One year ago: The Senate unanimously passed a $2.2 trillion economic rescue package steering aid to businesses, workers and health care systems engulfed by the coronavirus pandemic; the largest economic relief bill in U.S. history included direct payments to most Americans, expanded unemployment benefits and $367 billion for small businesses to keep making payroll while workers were forced to stay home. The number of U.S. deaths from the pandemic topped 1,000. Spain’s death toll rose past 3,400, eclipsing China’s, after a one-day spike of 700 fatalities. Royal officials said Britain’s Prince Charles had tested positive for the coronavirus.
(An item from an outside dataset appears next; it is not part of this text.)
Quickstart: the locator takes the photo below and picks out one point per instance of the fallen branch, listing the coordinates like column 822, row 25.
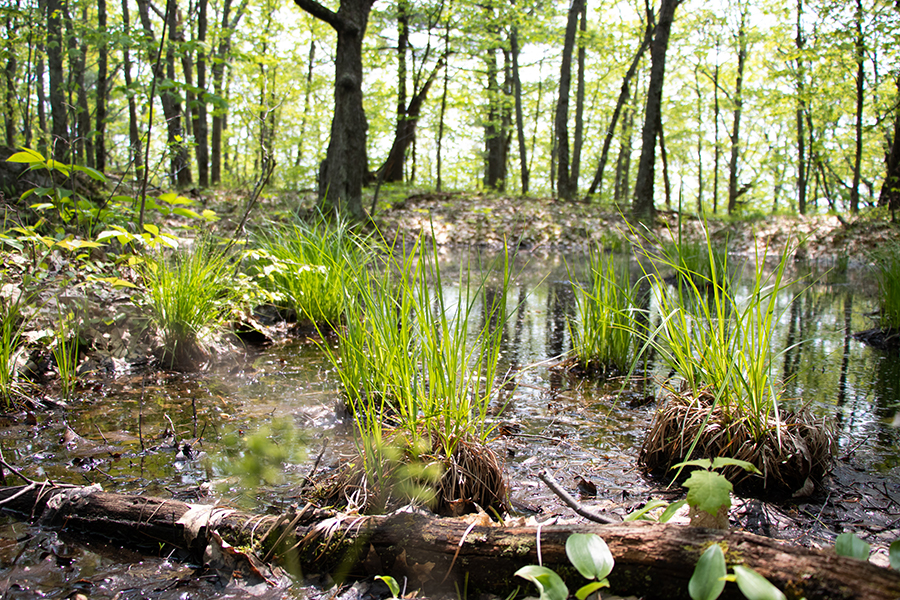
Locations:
column 652, row 560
Pennsylvania lawmakers voted to delay the state’s primary by five weeks to June 2. With Broadway theaters dark, the Tony Awards, set for June 7, were postponed.

Today’s Birthdays: Film critic Gene Shalit is 95. Former astronaut James Lovell is 93. Feminist activist and author Gloria Steinem is 87. Singer Anita Bryant is 81. Actor Paul Michael Glaser is 78. Singer Sir Elton John is 74. Actor Bonnie Bedelia is 73. Actor-comedian Mary Gross is 68. Actor James McDaniel is 63. Movie producer Amy Pascal is 63. Rock musician Steve Norman (Spandau Ballet) is 61. Actor Brenda Strong is 61. Actor Fred Goss is 60. Actor-writer-director John Stockwell is 60. Actor Marcia Cross is 59. Author Kate DiCamillo is 57. Actor Lisa Gay Hamilton is 57. Actor Sarah Jessica Parker is 56. Baseball Hall of Famer Tom Glavine is 55. TV personality Ben Mankiewicz is 54. Olympic bronze medal figure skater Debi Thomas is 54. Actor Laz Alonso is 50. Singer Melanie Blatt (All Saints) is 46. Actor Domenick Lombardozzi is 45. Actor Lee Pace is 42. Actor Sean Faris is 39. Comedian-actor Alex Moffat (TV: “Saturday Night Live”) is 39. Former auto racer Danica Patrick is 39. Actor-singer Katharine McPhee is 37. Comedian-actor Chris Redd (TV: “Saturday Night Live”) is 36. Singer Jason Castro is 34. Rapper Big Sean is 33. Rap DJ-producer Ryan Lewis is 33. Actor Matthew Beard is 32. Actor-singer Aly (AKA Alyson) Michalka (mish-AL’-kah) is 32. Actor Kiowa Gordon is 31. Actor Seychelle Gabriel is 30.